Funny, sometimes, how the mind works.
Today’s Telegraph has an obituary for figure skater Sjoukje Dijkstra, who has died at the age of 82. It’s a name that–today–will likely trip lightly off the tongues only of those native to Holland, but I’m a geezer, and I know that it’s pronounced something on the order of “SHOU-kee DIKE-stra.”
Miss Dijkstra won the gold medal at the 1964 Winter Olympics in Innsbruck, the same year she also won both the European and the World Championships, making her one of a select group of very few skaters, male or female, who’ve accomplished that feat. I remember her.

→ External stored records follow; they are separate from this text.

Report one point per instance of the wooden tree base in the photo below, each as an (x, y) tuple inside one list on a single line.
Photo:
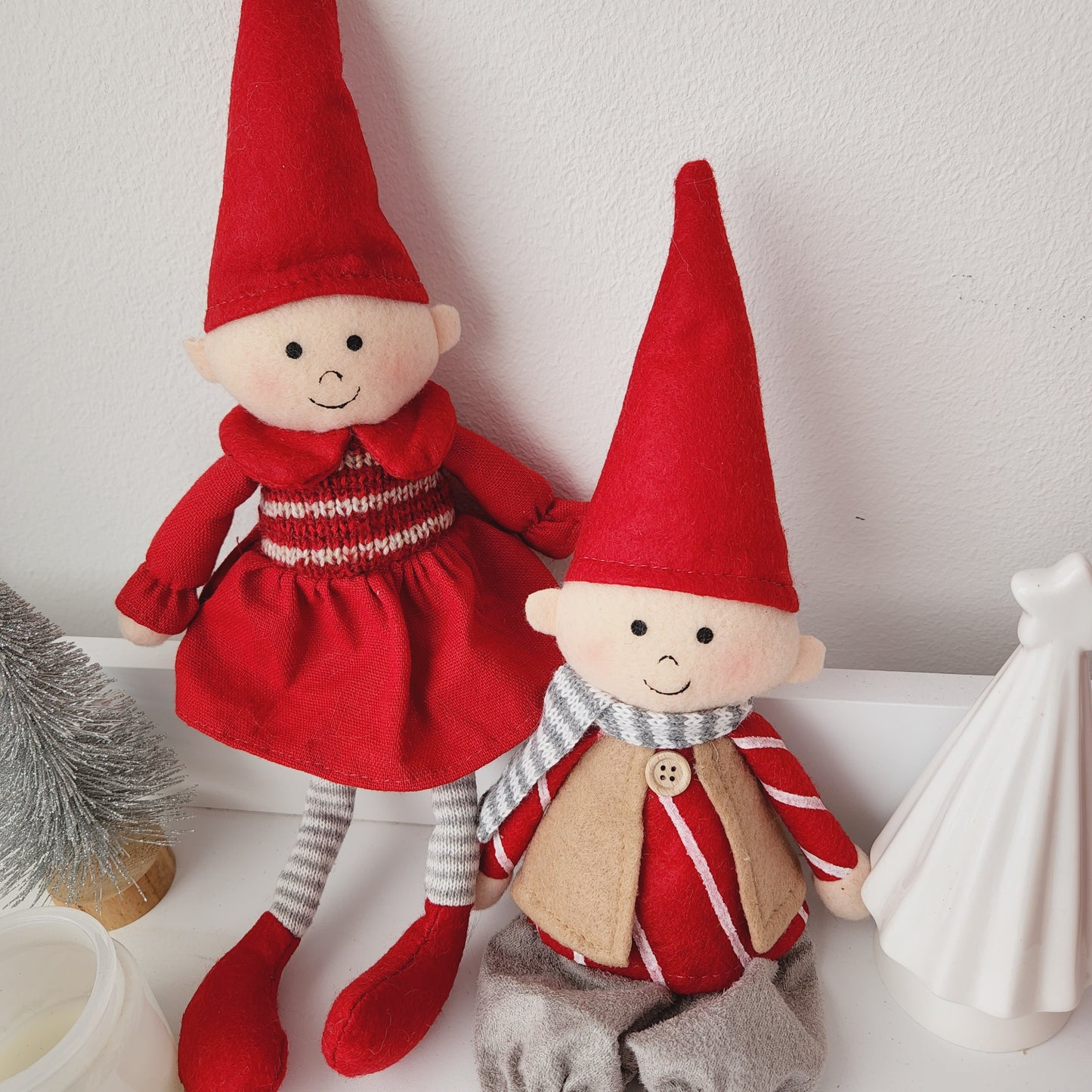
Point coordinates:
[(135, 901)]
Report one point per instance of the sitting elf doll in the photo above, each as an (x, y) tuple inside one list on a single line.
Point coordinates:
[(664, 930), (370, 631)]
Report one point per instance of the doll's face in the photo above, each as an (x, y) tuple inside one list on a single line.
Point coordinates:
[(329, 362), (672, 652)]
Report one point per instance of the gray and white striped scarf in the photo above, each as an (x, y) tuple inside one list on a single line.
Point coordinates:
[(571, 709)]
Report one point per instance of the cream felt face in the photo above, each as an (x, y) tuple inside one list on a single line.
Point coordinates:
[(326, 363), (672, 652)]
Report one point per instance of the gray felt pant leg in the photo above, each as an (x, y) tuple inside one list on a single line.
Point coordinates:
[(326, 815), (763, 1035), (546, 1023)]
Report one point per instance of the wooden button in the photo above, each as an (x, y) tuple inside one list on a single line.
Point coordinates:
[(667, 773)]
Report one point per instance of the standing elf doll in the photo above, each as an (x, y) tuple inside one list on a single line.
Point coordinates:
[(664, 930), (367, 631)]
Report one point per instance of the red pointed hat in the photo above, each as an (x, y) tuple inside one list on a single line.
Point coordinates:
[(686, 500), (299, 214)]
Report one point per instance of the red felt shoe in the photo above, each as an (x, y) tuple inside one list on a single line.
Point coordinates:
[(232, 1038), (379, 1018)]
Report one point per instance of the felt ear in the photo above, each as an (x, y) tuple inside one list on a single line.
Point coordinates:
[(199, 355), (542, 611), (448, 326), (809, 660)]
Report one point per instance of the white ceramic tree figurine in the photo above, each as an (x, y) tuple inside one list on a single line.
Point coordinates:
[(982, 881)]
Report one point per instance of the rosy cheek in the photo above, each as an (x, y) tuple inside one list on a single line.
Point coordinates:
[(593, 657)]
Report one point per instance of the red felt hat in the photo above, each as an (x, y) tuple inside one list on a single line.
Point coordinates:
[(299, 215), (686, 500)]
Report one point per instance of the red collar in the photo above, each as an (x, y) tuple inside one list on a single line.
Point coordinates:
[(413, 444)]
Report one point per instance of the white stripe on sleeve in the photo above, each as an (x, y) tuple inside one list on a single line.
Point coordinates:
[(812, 803), (756, 743), (824, 866), (498, 849)]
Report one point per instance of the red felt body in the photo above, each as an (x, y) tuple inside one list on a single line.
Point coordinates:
[(680, 920), (686, 500), (299, 214), (410, 674)]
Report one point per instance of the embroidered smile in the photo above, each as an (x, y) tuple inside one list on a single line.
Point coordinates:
[(341, 405), (667, 694)]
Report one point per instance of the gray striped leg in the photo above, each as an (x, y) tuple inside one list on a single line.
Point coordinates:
[(326, 815), (452, 862)]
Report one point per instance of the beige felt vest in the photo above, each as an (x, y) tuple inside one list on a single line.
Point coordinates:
[(580, 874)]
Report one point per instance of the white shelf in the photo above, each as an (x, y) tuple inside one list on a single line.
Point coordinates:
[(226, 871)]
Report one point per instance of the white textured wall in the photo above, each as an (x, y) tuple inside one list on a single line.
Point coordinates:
[(908, 193)]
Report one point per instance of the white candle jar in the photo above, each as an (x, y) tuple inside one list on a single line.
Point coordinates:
[(76, 1013)]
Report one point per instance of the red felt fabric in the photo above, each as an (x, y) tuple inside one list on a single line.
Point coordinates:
[(412, 444), (299, 214), (230, 1038), (814, 829), (674, 908), (163, 592), (686, 500), (405, 676), (513, 497), (382, 1016)]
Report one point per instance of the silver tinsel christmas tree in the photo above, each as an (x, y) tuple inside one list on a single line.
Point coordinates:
[(84, 775)]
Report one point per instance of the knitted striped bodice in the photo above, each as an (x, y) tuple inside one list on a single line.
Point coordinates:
[(360, 518)]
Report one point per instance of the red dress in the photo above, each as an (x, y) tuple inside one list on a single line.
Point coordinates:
[(367, 631)]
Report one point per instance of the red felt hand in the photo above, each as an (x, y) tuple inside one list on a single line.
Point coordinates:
[(555, 535)]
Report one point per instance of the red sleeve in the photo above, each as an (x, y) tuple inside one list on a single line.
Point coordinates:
[(163, 592), (829, 849), (500, 856), (515, 496)]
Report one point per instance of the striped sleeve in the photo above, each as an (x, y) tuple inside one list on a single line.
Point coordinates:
[(829, 849), (500, 855)]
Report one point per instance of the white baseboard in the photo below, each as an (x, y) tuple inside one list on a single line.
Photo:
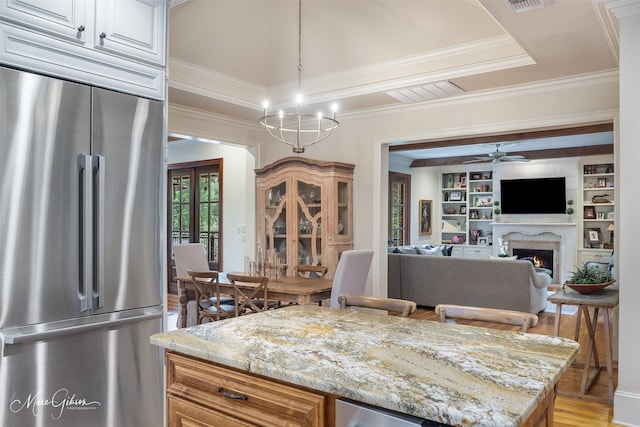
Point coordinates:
[(626, 409)]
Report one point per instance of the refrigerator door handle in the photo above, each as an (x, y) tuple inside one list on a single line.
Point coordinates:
[(99, 166), (29, 337), (85, 275)]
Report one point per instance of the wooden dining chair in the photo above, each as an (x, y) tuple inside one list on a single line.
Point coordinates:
[(448, 312), (311, 271), (209, 301), (252, 298), (191, 256), (404, 307)]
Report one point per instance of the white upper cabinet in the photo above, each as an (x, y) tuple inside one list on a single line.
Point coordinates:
[(65, 19), (117, 44), (134, 28)]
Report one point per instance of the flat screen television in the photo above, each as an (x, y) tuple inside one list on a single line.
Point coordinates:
[(533, 196)]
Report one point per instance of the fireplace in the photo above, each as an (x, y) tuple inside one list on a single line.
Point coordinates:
[(554, 236), (540, 258), (543, 254)]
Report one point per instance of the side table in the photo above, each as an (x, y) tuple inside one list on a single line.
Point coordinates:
[(605, 299)]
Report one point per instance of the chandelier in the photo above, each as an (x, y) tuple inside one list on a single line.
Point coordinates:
[(299, 130)]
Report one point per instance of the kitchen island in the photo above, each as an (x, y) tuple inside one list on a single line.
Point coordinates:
[(453, 374)]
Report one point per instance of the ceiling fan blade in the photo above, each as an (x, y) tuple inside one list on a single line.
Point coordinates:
[(515, 158), (479, 160)]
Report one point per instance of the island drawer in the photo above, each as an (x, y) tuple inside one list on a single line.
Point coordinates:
[(246, 397)]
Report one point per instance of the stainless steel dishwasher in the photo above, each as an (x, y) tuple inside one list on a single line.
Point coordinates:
[(356, 414)]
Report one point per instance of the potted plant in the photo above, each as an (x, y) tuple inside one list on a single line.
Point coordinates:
[(589, 278)]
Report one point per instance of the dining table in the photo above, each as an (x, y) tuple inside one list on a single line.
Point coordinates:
[(292, 290)]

But when I read the news a little earlier today, my first thought wasn’t of figure skating at all. It was of a family funeral which was held at a church I didn’t frequent, and of which I’d been told that the family nickname for the organist was, “The Thumper.” I quickly discovered why, at the outset of the first hymn.
My mother avidly followed championship figure skating all her life, and I delighted in it myself in my youth, learning to skate when we lived in Boston, and enjoying the rather more accessible coverage that living in the States brought, even in 1964 when the Winter Olympics were first telecast, with the major events having been recorded in Austria and then flown back for broadcast stateside, the same evening, in black and white.
Mum didn’t care for Sjoukje Dijkstra at all, finding her much too athletic, and–even though her compulsory figures were peerless–entirely lacking in charisma and elegance in my mother’s favorite portion of the competition, the skate-to-music free program. (The judging and requirements for figure skating today are nothing like they were fifty years ago, when skaters spent hours in training each day–and then in competition–silently tracing circular “figures” with their blades on the ice, and then skating over them–first with one foot, then the other–time after time, to see how consistent, proper, and exact their motions, leg and arm movements, blade angles and edges, and tracery were, as scored by a team of judges equally silently poring over each effort. Those scores, for technical precision that most of the audience didn’t understand, and couldn’t have cared less about, were hugely influential in the final outcome of the competition.)
But although the compulsories are long gone from most prestigious figure-skating tournaments, and with them many of the technical expectations of the sport, the tension has continued between the delicate, elegant, precision, skaters, and the athletic “thumpers,” those who come storming onto the ice, and who bring the house down with their triples and quadruples, often at the expense of finesse and exactness, as long as they manage–even just barely–to stay on their feet. Occasionally, a skater like Michelle Kwan manages to excel without succumbing to the demand for ever-more outlandish tricks as skaters fight to pack as much excitement as possible into each routine. (I saw her Kwan win her last World Championship in 2003, in Washington DC.) South Korea’s Yuna Kim is a more recent example of grace and beauty on the ice, but it’s a rare sight anymore.
Rest in peace, Sjoukje Dijkstra. Thanks for the memories. You were, by all accounts, a perfectly lovely woman, who, apart from a rather odd and brief stretch when you and your husband ran a quite unsuccessful circus, seems to have retired to a rather ordinary life, and to have remained a good friend to, and good servant of, the Dutch Figure Skating Federation throughout it.
But I’m afraid, due to the vagaries of my not always “as the crow flies” brain, now you’ll always be “The Thumper” to me.
Do your brains fly as the crow? Or do you sometime make weird connections that might not seem obvious to others? I worry, sometimes…..
PS: In my own (and I suppose my mother’s) defense, the Telegraph obituary does mention that Peggy Fleming, 1968 Olympic gold medal winner who, along with Michelle Kwan is probably most celebrated female figure skater in US history, described Sjoukje Dijkstra as “a huge muscular lady who performs huge jumps; all I could think was, couldn’t she be a little more feminine?” So it wasn’t just us. (Or “we,” as I think a true grammarian should say.)